Here's something a little different to take advantage of our brief respite between Friday the 13th and the Ides of March. Yesterday Marian and I had lunch at Ruby's, and as usual our utensils came wrapped in a napkin that was held in place by a paper napkin ring. I have helpfully recreated this setup in the picture on the right.
Seems ordinary enough, doesn't it? But as I unwrapped the silverware I noticed something: a patent notice. This little paper napkin ring, it turned out, was protected by U.S. Patent No. 6,644,498. I was intrigued. What was patentable about this thing? The stickum? It seemed like ordinary Post-It Note type stuff. The size and shape? Couldn't be. The logo? No.
Luckily, the web knows all. When I got home I pulled up the patent to see what it was for. The answer is below the fold.

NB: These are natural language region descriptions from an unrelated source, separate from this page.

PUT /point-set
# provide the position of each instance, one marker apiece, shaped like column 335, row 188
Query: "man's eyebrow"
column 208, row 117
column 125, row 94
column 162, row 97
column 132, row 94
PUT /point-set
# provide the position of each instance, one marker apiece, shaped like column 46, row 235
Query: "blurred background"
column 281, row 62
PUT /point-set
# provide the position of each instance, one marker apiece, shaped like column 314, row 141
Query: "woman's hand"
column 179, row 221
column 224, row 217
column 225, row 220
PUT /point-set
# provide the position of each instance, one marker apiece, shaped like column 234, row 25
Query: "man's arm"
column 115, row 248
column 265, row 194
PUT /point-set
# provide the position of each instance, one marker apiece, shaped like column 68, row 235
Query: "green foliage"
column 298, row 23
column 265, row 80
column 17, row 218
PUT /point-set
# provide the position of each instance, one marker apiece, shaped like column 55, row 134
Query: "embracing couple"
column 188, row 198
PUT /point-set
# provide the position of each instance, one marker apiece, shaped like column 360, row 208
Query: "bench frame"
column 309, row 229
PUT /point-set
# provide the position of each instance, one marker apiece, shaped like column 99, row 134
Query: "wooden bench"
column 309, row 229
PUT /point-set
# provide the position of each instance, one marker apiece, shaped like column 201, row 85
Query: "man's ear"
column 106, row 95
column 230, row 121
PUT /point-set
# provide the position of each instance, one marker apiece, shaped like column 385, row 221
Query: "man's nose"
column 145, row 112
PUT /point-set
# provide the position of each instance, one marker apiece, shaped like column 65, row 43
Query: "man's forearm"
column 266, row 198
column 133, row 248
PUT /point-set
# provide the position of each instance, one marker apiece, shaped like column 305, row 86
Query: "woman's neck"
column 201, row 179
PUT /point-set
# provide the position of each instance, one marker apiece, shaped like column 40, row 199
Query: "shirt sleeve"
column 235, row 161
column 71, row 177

Did you guess? The patent is not for anything to do with the napkin ring itself but for the packaging method: they're sold on a roll instead of in a box. This is apparently a boon to wait staff and busboys everywhere:
Currently [...] Individual paper napkin rings are typically supplied pre-cut into their individual size and stacked one on top of another into a brick of product.

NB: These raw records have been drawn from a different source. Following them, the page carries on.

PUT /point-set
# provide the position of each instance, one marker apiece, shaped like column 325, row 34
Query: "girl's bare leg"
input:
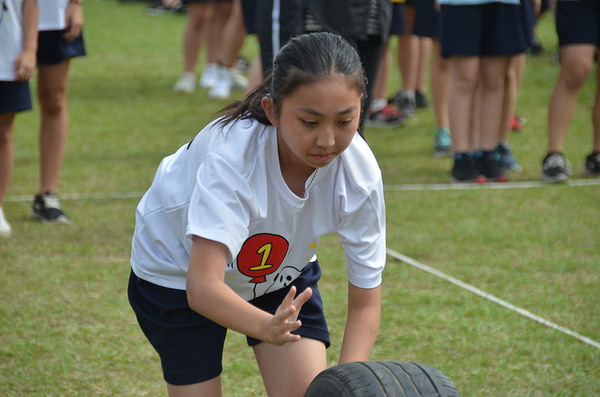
column 52, row 96
column 288, row 370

When the ring is to be installed on a napkin surrounding a set of silverware, the napkin ring must be peeled from the stack and formed in its ring shape around the silverware and napkin. Thus, a server must use both hands to peel the paper napkin ring from the stack.
Therefore, a need exists for a new type of napkin ring configuration such that the napkin rings can be sequentially removed from a continuous strip to eliminate the difficulty in removing a napkin ring from the supply stack.
Fascinating, no? Putting things on a roll has been used for decades in such high-tech applications as, oh, postage stamps and carnival tickets, but apparently if you apply this to paper napkin rings it's patentable. We live in marvelous times, don't we?